The premise of in Alan Mcombe’s letter is slightly wrong (the way it reads):

‘His definition of wealth, "the production of socially useful goods and services"’. If ‘his’ refers to Ian Bell and excludes Adam Smith, McCombe is wrong in so far as Adam Smith is concerned.

Book IV of Wealth of Nations (and elsewhere, of course) makes the point several times in Smith criticism of ‘mercantile commerce’ that ‘wealth’ is not the amount of gold and silver bullion a country collects. Wealth, writes Smith from Book I onwards, is the ‘annual produce of land and labour’ in a country; it is the annual output of the ‘necessaries, conveniences and amusements of life’. Money is merely a means of exchange to facilitate exchange in markets; it is not wealth, except in the popular imagination.

It is not clear what ‘socially useful’ means, though it sounds vaguely Marxist.

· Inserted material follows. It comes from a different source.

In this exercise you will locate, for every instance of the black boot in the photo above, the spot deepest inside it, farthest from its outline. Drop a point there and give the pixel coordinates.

The idea that only one factor of production creates wealth (in Smith’s sense) is false, and patently so. Many countries have vast resources of labour available, but live in abject poverty. They do not have access to capital – labour will not work without wages to buy the ‘necessaries, conveniences, and amusements’ of life. If all you need was labour (willing or coercible) to work to produce real wealth then Mao’s China would have been growing rich without access to foreign capital investment and technology. India and Africa would be virtual Eden Gardens, and so would all points of the compass outwards.

If Mr McCombe believes that getting rid of the people who bring capital to the opportunities to produce real wealth (the annual produce of ‘land and labour’ in Smith’s 18th century terms) – an analogous view to the Russian communists who decided that the ‘Kulaks’ (richer farmers) were an obstacle to the creation of wealth, and Mao tried with the ‘communes’ – his recipe for wealth creation is as likely to be as successful as that of Mugabe’s Zimbabwe, the tragedy of which can be seen before our eyes today.

Adam Smith understood about the creation of wealth. Mr McCombe, and the 'wealth is money' people too, apparently do not.